Dia Nacional de Lutas: interior faz paralisação e atividades de mobilização no Rio Grande do Sul

 

 

 

Colegas das justiças do Trabalho e Eleitoral de Pelotas em ato com outras categorias

Sintrajufe/RS
Rosane Vargas

Em várias cidades do interior, a quinta-feira, 14, Dia Nacional de Lutas, foi marcada por paralisação e atividades. O quadro parcial mostra que houve mobilização em Alvorada, Butiá, Capão da Canoa, Carazinho, Caxias do Sul, Guaíba, Pelotas, Santa Maria, Santana do Livramento, Santa Vitória do Palmar, Sapucaia do Sul, Rio Grande, Taquara, Taquari, Vacaria, Três de Maio, Tupanciretã.

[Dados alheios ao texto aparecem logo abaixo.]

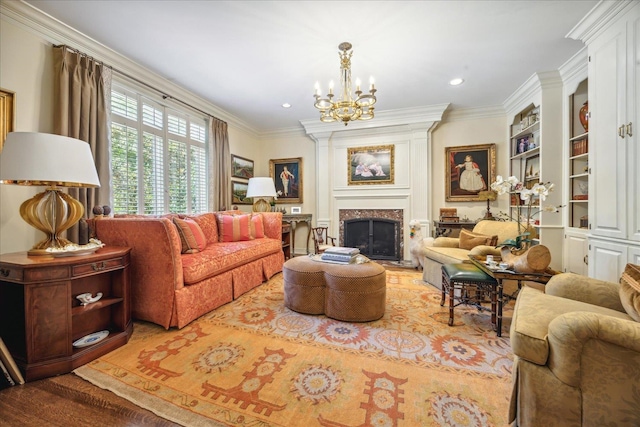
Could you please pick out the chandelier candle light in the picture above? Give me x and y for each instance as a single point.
(54, 161)
(345, 108)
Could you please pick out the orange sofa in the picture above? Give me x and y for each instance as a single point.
(172, 288)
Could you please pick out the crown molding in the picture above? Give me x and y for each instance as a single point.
(599, 18)
(404, 116)
(56, 32)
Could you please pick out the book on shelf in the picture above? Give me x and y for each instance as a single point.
(5, 379)
(339, 250)
(10, 364)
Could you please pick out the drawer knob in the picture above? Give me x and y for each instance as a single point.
(99, 266)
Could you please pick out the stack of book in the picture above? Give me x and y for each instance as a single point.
(10, 375)
(340, 255)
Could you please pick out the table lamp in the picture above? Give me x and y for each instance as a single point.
(489, 196)
(54, 161)
(259, 188)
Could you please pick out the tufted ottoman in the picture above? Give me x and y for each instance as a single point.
(352, 292)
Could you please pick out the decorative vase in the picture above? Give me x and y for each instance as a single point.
(534, 259)
(584, 116)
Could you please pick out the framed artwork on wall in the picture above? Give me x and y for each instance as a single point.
(370, 165)
(287, 177)
(241, 167)
(239, 193)
(469, 169)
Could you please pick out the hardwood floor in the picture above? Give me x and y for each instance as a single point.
(68, 400)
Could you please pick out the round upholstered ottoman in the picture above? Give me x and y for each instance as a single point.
(352, 292)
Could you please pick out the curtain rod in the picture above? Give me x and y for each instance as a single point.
(164, 95)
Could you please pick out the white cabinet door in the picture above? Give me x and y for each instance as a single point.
(607, 259)
(608, 153)
(576, 250)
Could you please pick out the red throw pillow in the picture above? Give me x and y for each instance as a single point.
(257, 226)
(234, 228)
(191, 235)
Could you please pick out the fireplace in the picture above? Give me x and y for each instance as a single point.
(376, 238)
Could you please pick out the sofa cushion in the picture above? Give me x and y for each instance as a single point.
(533, 312)
(234, 228)
(469, 239)
(209, 225)
(191, 235)
(257, 226)
(630, 291)
(220, 257)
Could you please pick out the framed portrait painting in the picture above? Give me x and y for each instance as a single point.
(241, 167)
(287, 177)
(239, 193)
(469, 170)
(370, 165)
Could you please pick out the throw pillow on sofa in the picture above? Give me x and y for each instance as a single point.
(630, 291)
(191, 235)
(257, 226)
(469, 239)
(234, 228)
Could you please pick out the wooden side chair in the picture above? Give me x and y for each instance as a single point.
(321, 240)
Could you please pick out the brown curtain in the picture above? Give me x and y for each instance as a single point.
(219, 156)
(82, 88)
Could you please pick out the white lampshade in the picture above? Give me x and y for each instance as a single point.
(261, 187)
(30, 158)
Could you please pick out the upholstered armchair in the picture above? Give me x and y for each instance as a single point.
(577, 353)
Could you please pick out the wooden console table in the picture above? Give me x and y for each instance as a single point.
(445, 228)
(40, 317)
(294, 219)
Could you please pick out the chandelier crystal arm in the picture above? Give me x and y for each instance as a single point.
(345, 108)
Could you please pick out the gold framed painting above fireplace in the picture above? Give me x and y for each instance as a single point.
(371, 165)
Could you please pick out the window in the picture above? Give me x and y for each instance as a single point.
(158, 157)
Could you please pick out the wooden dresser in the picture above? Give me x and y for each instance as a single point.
(40, 317)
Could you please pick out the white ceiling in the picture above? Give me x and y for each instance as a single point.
(249, 57)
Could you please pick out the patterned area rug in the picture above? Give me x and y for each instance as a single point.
(255, 363)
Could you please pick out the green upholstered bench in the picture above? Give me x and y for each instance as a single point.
(467, 284)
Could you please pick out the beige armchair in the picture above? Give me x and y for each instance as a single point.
(447, 250)
(576, 354)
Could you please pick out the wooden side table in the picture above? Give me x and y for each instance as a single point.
(40, 317)
(286, 241)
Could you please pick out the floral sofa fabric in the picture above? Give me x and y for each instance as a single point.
(576, 355)
(172, 288)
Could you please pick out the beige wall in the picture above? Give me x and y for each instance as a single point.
(25, 64)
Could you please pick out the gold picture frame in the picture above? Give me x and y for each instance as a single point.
(371, 165)
(469, 170)
(7, 114)
(287, 177)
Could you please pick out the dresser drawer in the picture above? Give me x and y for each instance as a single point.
(97, 266)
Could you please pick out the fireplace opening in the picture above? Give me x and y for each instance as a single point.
(376, 238)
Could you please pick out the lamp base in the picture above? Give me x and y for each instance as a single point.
(261, 205)
(51, 212)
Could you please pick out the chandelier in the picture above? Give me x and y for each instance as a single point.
(345, 108)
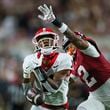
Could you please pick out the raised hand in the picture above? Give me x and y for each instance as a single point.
(48, 15)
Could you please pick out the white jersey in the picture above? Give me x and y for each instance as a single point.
(62, 62)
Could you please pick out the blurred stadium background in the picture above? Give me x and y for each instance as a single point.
(18, 24)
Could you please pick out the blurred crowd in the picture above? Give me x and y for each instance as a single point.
(18, 24)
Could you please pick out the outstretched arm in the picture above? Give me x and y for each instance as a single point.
(48, 16)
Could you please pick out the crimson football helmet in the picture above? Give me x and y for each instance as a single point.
(45, 40)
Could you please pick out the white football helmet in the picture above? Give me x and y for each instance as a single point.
(45, 40)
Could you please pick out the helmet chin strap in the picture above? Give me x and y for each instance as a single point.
(47, 51)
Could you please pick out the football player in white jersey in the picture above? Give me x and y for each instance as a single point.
(89, 63)
(46, 73)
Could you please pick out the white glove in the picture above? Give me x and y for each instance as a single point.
(47, 12)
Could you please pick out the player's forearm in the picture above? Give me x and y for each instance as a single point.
(26, 84)
(63, 28)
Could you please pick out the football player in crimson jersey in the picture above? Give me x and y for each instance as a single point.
(46, 73)
(89, 64)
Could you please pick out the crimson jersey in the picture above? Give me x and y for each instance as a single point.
(93, 71)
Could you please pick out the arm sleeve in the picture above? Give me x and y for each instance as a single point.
(91, 51)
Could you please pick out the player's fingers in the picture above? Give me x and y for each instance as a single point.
(41, 17)
(42, 9)
(51, 10)
(46, 8)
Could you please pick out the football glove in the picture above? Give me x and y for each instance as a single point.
(48, 15)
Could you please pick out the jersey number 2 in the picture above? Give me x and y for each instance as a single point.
(90, 80)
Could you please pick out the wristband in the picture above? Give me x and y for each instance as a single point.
(63, 28)
(57, 23)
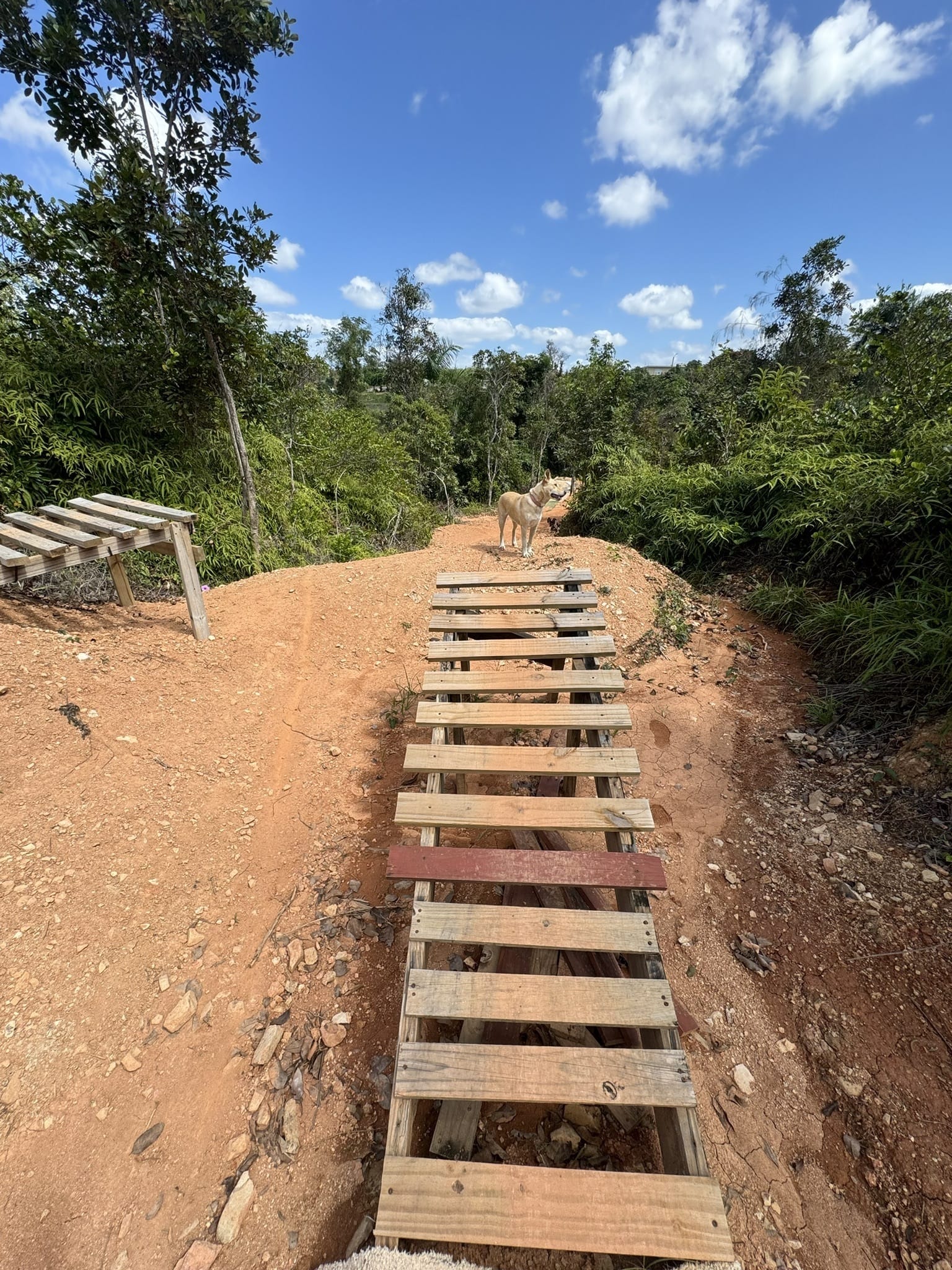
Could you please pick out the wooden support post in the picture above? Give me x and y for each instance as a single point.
(403, 1113)
(182, 544)
(121, 580)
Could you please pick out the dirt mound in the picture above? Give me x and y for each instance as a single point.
(192, 865)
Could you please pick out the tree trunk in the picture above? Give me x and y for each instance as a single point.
(248, 483)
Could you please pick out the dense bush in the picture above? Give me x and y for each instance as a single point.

Em Carazinho, os colegas da Justiça Federal “demostraram sua indignação com relação aos desmandos de Temer, especialmente aos ataques a categoria dos servidores públicos, que sempre são a bola da vez”, disse o diretor do Sintrajufe/RS e servidor da Federal Luis Fernando Pasin. Ele alerta que é necessário que as pessoas se deem conta da gravidade do momento, com demissões aumentando e o governo retirando direitos: “Só a mobilização vai mudar esse quadro, em que o Congresso está intimamente comprometido com bancos e empresários. É preciso unidade e luta de todas as categorias; o servidor é alvo agora, mas a reforma da Previdência afeta todos”.

Justiça Federal Carazinho

“O momento é bastante crítico”, avalia o diretor do Sintrajufe e servidor da JF Santa Maria Paulo Brandão. Ele acredita que a aprovação de várias medidas contra os trabalhadores podem ter gerado certo descrédito nas mobilizações, mas, para enfrentar o governo Temer, “temos que intensificar o trabalho e conscientizar os colegas. Somente com fortes mobilizações é que a gente consegue algo positivo nesta luta contra os ataques e as reformas. Nossa tarefa é intensificar a luta”.

Justiça Federal Santa Maria

Em Pelotas, os colegas das justiças do Trabalho e Eleitoral fizeram atividades em conjunto com outras categorias, como professores estaduais e universitários, servidores da Universidade Federal de Pelotas (UFPel), trabalhadores da alimentação e metalúrgicos, entre outros. O prédio da Justiça Eleitoral foi fechado ao meio-dia, em uma ação conjunta com os colegas da Trabalhista e de outras categorias. Antes, no começo da manhã, os trabalhadores haviam participado do fechamento do prédio da Reitoria da UFPel. À tarde, foi realizado ato público, que teve repercussão na imprensa local. Em matéria no jornal Diário Popular, os diretores de base Rogério Ávila (Eleitoral) e Henrique Mascarenhas de Souza (Trabalhista) deram entrevista explicando as razões dos atos que incluíam, além das pautas do Dia Nacional de Lutas, a defesa das justiças do Trabalho e Eleitoral, principalmente em relação à extinção de zonas eleitorais. Na avaliação do diretor de base Rogério Ávila, “o movimento foi excelente e histórico para a Justiça Eleitoral. Nunca antes tantos dirigentes sindicais estiveram reunidos na frente da Justiça Eleitoral, auxiliando no fechamento do prédio”.